It has already been doing this since the collapse of the investment bank Bear Stearns in March, and has intensified the process since the bankruptcy of Lehman Brothers in mid-September.
Over the last three months, the assets on the Fed's balance sheet have soared to US$2.2 trillion, from US$887 billion. Some analysts think that the total could eventually top US$3 trillion.
In its statement on Tuesday, the Fed said that it 'stands ready' to expand purchases of mortgage-related securities; it announced plans to buy US$600 billion of these last month, which helped drive US mortgage rates down by half a percentage point.
The Fed also said that it was looking into purchasing longer-term Treasury bonds, which drove the rates on 10-year Treasuries down by 0.2 of a percentage point in trading on Tuesday.

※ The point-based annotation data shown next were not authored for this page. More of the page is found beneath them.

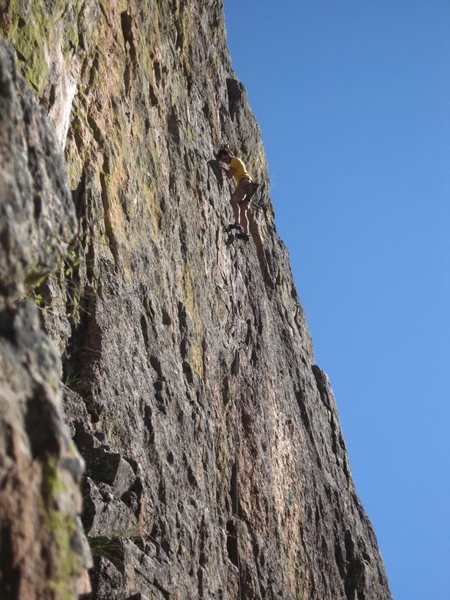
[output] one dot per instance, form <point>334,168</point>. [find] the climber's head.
<point>225,154</point>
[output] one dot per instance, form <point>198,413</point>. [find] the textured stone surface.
<point>43,552</point>
<point>215,463</point>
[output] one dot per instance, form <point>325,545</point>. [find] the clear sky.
<point>353,100</point>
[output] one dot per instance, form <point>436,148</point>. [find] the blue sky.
<point>353,100</point>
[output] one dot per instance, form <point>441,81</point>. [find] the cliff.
<point>152,364</point>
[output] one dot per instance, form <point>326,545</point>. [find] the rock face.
<point>215,463</point>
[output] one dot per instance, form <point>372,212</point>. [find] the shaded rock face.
<point>215,463</point>
<point>42,547</point>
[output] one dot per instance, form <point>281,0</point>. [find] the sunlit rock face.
<point>215,466</point>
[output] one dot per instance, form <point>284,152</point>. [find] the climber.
<point>240,198</point>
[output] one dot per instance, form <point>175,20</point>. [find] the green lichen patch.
<point>66,565</point>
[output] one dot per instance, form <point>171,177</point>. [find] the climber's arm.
<point>229,171</point>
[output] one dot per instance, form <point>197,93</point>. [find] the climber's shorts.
<point>243,193</point>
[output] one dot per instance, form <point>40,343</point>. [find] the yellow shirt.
<point>240,172</point>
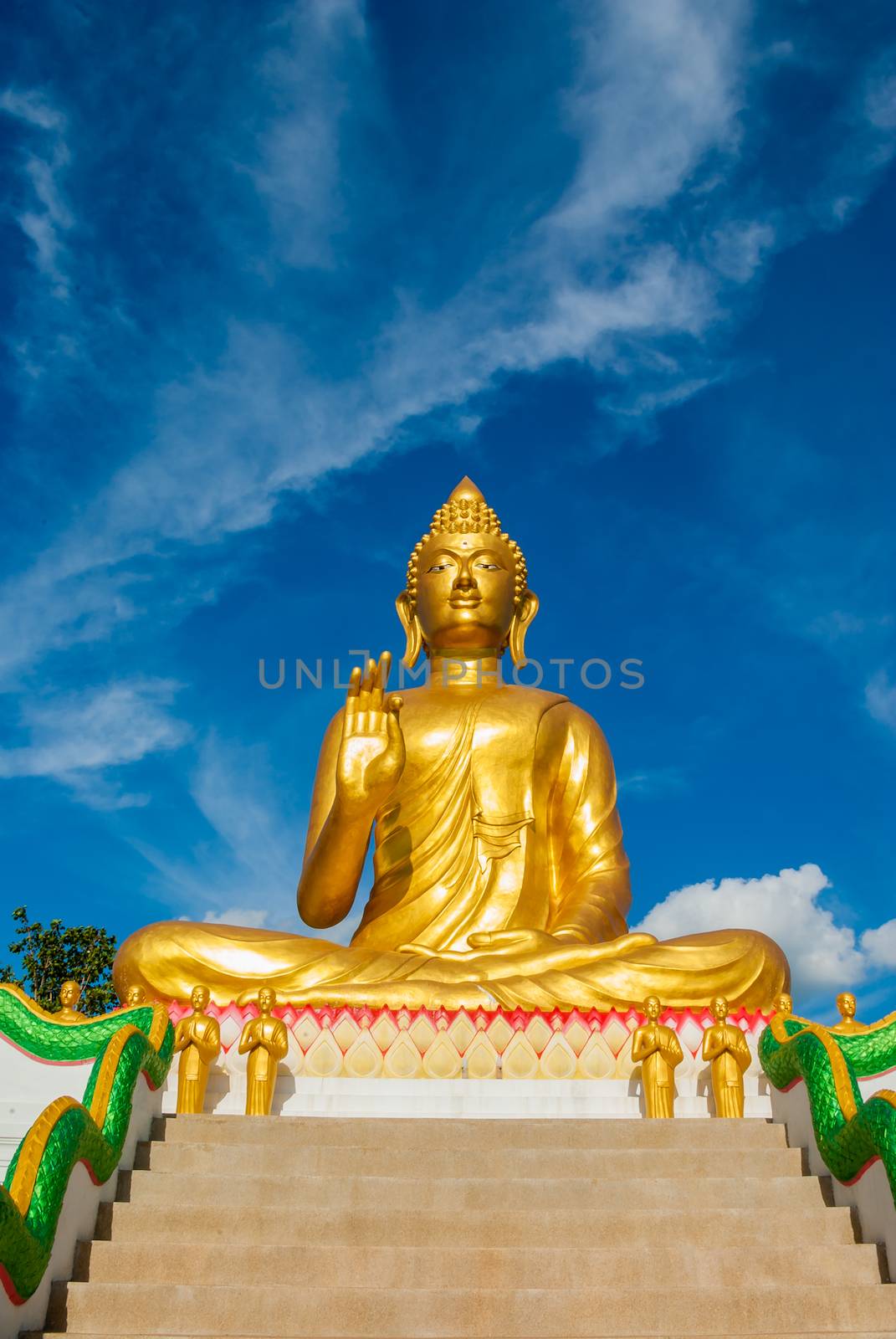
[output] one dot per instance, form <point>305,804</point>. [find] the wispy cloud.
<point>78,738</point>
<point>299,165</point>
<point>635,271</point>
<point>880,700</point>
<point>247,870</point>
<point>44,213</point>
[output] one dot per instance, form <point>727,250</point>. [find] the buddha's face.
<point>465,593</point>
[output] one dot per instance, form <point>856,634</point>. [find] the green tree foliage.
<point>54,954</point>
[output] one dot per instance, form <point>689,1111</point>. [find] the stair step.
<point>248,1160</point>
<point>469,1195</point>
<point>372,1225</point>
<point>691,1334</point>
<point>472,1265</point>
<point>479,1135</point>
<point>303,1310</point>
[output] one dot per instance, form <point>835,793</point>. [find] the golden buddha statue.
<point>848,1022</point>
<point>69,998</point>
<point>267,1042</point>
<point>499,870</point>
<point>197,1039</point>
<point>726,1049</point>
<point>658,1050</point>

In addition, it signalled its intention to underwrite credit card loans, car loans, student loans and small business loans.
'The Fed has realised that there is one entity left to bring the financial system in line,' said Jessica Hoversen, fixed income market analyst at MF Global Research in Chicago.

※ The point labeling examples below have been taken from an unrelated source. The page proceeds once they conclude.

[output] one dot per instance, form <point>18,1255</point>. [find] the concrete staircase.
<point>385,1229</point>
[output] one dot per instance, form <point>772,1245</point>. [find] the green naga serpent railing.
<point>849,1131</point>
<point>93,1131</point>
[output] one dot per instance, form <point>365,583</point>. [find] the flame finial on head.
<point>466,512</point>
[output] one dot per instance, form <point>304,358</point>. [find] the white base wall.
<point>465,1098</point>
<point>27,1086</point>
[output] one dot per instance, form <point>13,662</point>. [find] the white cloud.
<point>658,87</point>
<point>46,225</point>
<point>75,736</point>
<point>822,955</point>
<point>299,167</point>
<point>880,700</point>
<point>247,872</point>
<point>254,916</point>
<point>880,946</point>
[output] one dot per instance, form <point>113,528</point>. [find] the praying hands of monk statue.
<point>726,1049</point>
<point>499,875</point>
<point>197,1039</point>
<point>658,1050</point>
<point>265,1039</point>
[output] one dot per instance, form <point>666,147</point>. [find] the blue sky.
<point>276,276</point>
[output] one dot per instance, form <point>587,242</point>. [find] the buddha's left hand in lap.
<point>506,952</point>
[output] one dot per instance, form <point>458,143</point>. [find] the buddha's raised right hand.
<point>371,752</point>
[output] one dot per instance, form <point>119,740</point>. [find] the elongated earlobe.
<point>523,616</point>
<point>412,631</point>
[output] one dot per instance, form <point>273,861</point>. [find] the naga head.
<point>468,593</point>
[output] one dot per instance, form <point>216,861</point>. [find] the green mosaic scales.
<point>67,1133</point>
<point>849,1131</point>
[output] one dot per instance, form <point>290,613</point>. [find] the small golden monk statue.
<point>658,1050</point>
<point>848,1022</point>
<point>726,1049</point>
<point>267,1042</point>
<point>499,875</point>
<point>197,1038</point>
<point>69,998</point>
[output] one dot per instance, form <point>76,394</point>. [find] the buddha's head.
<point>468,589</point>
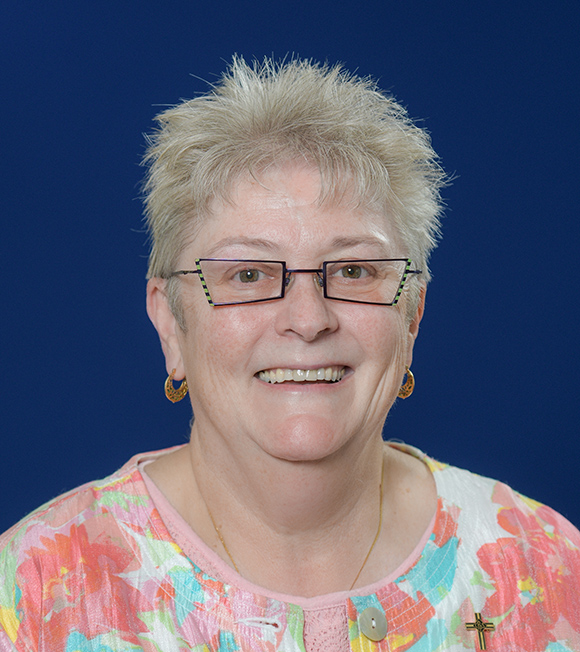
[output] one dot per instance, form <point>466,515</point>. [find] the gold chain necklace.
<point>220,537</point>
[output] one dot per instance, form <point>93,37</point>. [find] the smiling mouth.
<point>284,375</point>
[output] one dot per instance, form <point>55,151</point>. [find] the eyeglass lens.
<point>247,281</point>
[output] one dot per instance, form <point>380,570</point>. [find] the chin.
<point>304,438</point>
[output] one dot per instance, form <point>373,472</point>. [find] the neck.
<point>279,522</point>
<point>302,529</point>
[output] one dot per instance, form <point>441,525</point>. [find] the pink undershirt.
<point>325,619</point>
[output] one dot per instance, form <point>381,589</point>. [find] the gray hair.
<point>270,113</point>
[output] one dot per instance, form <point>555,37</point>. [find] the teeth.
<point>331,374</point>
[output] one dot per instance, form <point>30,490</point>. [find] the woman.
<point>292,212</point>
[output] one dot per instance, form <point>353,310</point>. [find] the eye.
<point>352,271</point>
<point>249,275</point>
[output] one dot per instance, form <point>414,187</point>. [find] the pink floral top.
<point>97,570</point>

'It has to be the Atlas of the world to bear the weight of the financial system on its shoulders.'
In poker terms, 'the Fed went all in,' said Paul McCulley, a managing director at bond-fund giant Pimco in Newport Beach, California. 'It was exactly what they needed to do.'
'The Fed made it very clear it is committed, without limits, to avoiding a depression,' said David Kotok, head of money manager Cumberland Advisors in Vineland, New Jersey.
'This is a tremendously bullish move for all 'risk' assets', including stocks and bonds, he said.

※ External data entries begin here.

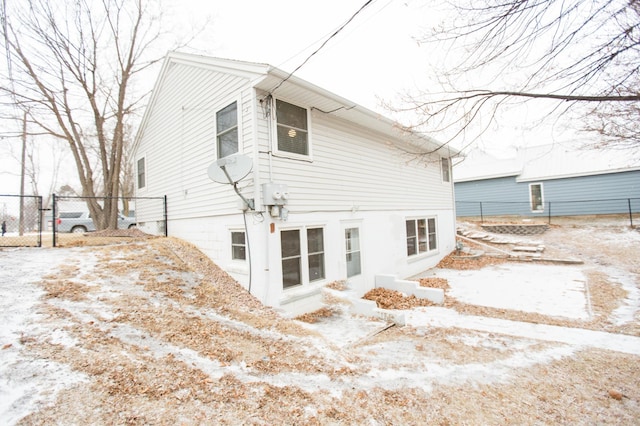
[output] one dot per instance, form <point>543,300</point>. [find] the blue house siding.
<point>593,194</point>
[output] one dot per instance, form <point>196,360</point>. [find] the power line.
<point>322,45</point>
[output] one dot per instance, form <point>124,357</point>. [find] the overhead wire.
<point>335,33</point>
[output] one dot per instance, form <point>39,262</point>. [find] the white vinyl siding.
<point>357,169</point>
<point>536,199</point>
<point>180,139</point>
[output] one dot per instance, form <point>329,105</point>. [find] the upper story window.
<point>227,130</point>
<point>446,170</point>
<point>292,125</point>
<point>238,246</point>
<point>141,174</point>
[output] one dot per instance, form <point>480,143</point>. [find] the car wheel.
<point>78,229</point>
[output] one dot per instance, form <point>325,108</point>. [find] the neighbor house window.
<point>535,197</point>
<point>293,133</point>
<point>302,256</point>
<point>421,236</point>
<point>141,173</point>
<point>238,246</point>
<point>446,170</point>
<point>291,258</point>
<point>352,249</point>
<point>227,130</point>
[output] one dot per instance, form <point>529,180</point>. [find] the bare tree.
<point>580,57</point>
<point>72,64</point>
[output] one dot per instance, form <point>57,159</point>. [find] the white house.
<point>333,194</point>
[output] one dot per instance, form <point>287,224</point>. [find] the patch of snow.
<point>554,290</point>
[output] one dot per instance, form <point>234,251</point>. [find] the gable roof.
<point>272,80</point>
<point>545,162</point>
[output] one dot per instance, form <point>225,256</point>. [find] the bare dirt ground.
<point>160,335</point>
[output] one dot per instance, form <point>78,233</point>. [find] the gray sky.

The Fed's policy of quantitative easing is similar to the policy pursued by the Bank of Japan since 2001 to expand the money supply after having slashed interest rates to zero. However, a senior Fed official, in a conference call with reporters on Tuesday, made a distinction between the Fed's actions and the Japanese model.
Rather than trying to boost its balance sheet as an end in itself, the Fed is making loans to improve mortgage and credit market conditions - which happen to have the effect of expanding its balance sheet, the official said.
In other words, whereas Japan flooded the banking system with funds, the Fed is focusing on bypassing lending-wary banks and targeting specific markets that are starved of credit.
As Julia Coronado, senior US economist at Barclay's Capital, explained: 'The Fed is now focused on getting credit to businesses and consumers rather than just pumping money into the economy in a passive way.'
The Fed official also pointed out that the US central bank's shift towards quantitative easing after slashing rates to near-zero would change the way the Fed's future actions is viewed and interpreted. In the past, people wanting to understand the Fed's policies would look to its decisions on the Fed funds rate and the accompanying statement. But with the rate now stuck near zero for the foreseeable future, Fed watchers will instead be tracking which lending programmes the Fed is creating or expanding, he said.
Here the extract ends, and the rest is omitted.